Ironically, the recording appears to have been made by one of the fraudsters, and was presented as evidence for the defense in their trial. It never occurred to Ellison that the scam artists might be recording him. What a moron.
🔥 In the hearing yesterday, the two men were getting along as nicely as a Siamese and a rotweiler stuffed in a sack. The following excerpt will give you a taste of the elevated dialog decorating the esteemed Senate chamber:
Hawley: “You helped fraudsters defraud your state and this government… and you got a fat campaign contribution out of it. You ought to be indicted.”
Ellison: “You’re cherry-picking quotes.”
Hawley: “It’s my hearing, pal.”
Ellison: “I’m not your pal. Don’t call me pal.”
Hawley: “I should call you a prisoner, because you ought to be in jail.”
Ellison: “Well, see what you can do about it.”
I did not make that up.
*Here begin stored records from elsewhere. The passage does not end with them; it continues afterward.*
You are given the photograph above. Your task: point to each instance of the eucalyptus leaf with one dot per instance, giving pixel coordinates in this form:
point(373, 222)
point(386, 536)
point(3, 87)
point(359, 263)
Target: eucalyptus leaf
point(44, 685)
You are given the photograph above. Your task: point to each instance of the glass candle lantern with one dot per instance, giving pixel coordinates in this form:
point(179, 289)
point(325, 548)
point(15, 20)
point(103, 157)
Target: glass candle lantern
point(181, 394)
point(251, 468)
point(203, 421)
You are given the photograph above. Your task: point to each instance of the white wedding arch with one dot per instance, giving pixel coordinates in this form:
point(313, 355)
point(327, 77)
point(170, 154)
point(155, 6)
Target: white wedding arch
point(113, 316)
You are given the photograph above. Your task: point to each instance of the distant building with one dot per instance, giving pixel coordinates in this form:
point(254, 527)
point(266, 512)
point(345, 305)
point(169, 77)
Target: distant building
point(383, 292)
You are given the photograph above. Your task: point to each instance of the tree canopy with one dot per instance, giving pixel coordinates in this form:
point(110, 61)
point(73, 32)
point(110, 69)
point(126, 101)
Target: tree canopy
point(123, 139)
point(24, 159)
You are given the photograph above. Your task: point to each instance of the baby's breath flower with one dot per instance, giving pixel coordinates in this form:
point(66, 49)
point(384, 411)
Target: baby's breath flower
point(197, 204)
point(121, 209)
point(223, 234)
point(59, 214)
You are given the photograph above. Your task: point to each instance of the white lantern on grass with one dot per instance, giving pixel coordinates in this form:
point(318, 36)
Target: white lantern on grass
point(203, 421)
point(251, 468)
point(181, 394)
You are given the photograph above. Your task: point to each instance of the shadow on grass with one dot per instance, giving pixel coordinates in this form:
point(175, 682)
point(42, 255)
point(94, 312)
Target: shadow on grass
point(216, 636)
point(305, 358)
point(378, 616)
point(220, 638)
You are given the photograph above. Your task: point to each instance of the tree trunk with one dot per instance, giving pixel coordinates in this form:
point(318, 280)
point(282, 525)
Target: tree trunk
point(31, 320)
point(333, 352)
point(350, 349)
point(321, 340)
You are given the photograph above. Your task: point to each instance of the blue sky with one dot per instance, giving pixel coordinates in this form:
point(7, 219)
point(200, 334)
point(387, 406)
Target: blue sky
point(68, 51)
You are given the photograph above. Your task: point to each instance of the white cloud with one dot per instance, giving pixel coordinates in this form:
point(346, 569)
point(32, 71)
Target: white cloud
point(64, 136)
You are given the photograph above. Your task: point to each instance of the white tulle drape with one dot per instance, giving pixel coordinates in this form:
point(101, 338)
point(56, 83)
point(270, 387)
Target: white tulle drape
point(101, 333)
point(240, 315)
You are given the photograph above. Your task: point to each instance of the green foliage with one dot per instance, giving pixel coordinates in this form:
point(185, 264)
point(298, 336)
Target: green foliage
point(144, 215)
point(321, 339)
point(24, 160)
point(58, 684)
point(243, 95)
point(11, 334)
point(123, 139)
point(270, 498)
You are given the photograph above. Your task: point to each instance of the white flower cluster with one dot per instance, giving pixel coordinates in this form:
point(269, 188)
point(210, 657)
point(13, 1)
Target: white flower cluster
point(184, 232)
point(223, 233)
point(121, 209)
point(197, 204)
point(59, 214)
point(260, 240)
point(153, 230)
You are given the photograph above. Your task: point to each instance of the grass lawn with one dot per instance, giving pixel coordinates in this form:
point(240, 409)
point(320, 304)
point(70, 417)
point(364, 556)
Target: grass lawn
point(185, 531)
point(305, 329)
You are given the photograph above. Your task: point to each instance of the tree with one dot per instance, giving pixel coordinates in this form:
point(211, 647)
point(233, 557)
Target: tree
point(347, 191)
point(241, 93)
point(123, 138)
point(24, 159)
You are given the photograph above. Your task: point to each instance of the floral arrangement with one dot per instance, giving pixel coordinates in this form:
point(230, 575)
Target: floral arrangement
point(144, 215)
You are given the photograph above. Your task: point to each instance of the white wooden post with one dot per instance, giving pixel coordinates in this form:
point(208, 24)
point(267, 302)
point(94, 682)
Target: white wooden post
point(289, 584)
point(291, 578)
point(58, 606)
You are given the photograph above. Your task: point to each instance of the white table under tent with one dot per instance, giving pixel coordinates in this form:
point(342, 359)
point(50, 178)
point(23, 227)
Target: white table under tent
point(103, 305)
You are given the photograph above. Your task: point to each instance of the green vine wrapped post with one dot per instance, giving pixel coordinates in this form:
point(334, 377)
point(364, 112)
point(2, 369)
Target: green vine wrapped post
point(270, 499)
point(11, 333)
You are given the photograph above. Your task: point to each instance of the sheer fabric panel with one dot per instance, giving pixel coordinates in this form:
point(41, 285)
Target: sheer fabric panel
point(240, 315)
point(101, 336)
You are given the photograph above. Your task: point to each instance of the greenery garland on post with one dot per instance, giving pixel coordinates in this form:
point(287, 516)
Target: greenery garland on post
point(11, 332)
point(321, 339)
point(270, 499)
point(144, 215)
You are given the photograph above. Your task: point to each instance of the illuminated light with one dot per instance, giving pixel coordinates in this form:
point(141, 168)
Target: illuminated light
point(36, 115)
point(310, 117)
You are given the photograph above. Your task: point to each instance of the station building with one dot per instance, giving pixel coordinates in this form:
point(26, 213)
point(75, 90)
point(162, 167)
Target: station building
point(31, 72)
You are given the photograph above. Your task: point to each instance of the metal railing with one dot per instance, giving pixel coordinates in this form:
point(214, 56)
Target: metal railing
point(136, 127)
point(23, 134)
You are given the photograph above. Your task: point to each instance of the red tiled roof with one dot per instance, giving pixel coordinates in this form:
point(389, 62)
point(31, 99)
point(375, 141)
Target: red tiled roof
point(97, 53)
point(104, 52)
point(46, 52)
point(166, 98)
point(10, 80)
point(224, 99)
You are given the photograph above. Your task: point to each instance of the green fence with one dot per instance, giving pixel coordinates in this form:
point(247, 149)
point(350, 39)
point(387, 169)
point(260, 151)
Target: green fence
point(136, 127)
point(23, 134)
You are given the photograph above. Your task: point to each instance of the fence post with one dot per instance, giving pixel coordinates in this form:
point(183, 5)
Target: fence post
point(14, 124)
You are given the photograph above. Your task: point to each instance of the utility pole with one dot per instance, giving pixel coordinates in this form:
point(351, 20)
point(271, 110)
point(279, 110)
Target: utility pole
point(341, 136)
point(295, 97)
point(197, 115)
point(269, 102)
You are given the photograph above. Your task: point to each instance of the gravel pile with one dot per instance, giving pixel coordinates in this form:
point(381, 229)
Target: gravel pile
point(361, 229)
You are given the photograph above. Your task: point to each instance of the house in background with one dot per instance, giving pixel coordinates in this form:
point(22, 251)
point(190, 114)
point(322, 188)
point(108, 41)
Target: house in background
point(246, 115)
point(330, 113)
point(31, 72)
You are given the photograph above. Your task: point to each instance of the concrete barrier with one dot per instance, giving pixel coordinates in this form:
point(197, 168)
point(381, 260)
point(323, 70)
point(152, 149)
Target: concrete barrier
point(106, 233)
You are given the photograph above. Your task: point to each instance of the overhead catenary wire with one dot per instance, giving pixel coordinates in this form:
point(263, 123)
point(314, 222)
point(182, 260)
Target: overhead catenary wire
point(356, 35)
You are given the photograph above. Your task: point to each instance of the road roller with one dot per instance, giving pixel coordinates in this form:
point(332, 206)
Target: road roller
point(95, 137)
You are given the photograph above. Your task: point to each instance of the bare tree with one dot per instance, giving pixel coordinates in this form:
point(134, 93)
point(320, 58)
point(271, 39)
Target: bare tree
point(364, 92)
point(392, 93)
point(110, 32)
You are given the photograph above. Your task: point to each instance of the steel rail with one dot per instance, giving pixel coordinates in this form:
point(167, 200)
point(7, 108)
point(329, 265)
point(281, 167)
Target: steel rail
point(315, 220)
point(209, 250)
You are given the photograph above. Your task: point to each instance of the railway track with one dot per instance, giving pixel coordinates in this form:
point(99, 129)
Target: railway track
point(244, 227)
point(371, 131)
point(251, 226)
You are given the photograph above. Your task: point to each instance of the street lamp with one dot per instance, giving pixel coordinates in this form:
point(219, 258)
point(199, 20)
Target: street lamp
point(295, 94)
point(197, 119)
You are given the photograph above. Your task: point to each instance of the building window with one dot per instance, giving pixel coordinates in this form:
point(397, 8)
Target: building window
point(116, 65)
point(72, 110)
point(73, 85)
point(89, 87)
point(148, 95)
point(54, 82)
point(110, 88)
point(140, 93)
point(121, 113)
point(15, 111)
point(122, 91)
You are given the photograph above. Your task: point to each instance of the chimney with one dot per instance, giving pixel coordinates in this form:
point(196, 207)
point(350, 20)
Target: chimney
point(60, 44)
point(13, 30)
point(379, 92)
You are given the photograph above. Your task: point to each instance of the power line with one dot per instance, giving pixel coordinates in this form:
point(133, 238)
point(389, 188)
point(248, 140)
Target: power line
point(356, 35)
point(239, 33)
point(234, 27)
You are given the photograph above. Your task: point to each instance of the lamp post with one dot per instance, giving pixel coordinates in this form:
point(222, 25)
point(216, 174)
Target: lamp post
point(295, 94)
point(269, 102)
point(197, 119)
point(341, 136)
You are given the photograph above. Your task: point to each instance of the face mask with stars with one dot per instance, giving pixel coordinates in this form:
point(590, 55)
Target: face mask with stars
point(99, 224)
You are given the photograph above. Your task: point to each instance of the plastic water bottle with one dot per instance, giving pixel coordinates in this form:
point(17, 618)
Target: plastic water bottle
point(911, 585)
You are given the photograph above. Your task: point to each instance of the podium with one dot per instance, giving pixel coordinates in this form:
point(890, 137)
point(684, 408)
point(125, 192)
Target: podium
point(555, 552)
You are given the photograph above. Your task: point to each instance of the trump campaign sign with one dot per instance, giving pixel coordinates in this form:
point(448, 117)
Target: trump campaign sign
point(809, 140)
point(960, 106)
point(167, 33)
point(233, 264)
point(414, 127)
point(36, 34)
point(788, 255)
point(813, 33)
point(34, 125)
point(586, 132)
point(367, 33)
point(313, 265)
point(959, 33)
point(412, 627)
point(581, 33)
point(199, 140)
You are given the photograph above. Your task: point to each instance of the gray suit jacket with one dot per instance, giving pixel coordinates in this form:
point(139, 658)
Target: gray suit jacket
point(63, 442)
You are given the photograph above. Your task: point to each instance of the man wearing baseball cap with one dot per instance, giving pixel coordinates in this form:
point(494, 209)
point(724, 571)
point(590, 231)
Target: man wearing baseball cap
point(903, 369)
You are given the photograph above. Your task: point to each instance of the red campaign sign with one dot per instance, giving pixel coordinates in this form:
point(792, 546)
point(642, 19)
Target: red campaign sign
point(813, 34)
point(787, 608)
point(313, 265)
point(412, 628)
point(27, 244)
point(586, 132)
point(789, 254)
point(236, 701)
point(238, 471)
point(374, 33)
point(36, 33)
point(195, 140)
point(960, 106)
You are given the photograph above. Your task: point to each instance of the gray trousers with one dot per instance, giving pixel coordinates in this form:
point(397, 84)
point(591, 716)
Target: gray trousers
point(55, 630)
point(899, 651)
Ellison’s defense consisted of three parts: deny the tape existed, deny what the tape said, and demand the Senator not call him “pal.” The fiery exchange is worth a listen for entertainment value alone. It belongs in the Congressional highlights reel.
Glass-half-emptiers sneered and complained about the absence of arrests, as if prosecuting politically-connected people were as easy as just grabbing them and throwing them in front of a jury —a constitutional requirement— in a friendly blue district.
As a lawyer who’s tried my share of jury trial cases, I can assure you that getting a conviction is not as simple as “just play them the tape.” If you don’t believe me, you try it sometime. There’s an entire galaxy between some coded language on a recording and meeting the standard of ‘beyond a reasonable doubt.’ Remember OJ? If the glove don’t fit, you must acquit!
Josh Hawley just publicly flayed Keith Ellison. It’s not nearly enough, but it’s a start. Baby steps. Keep it going.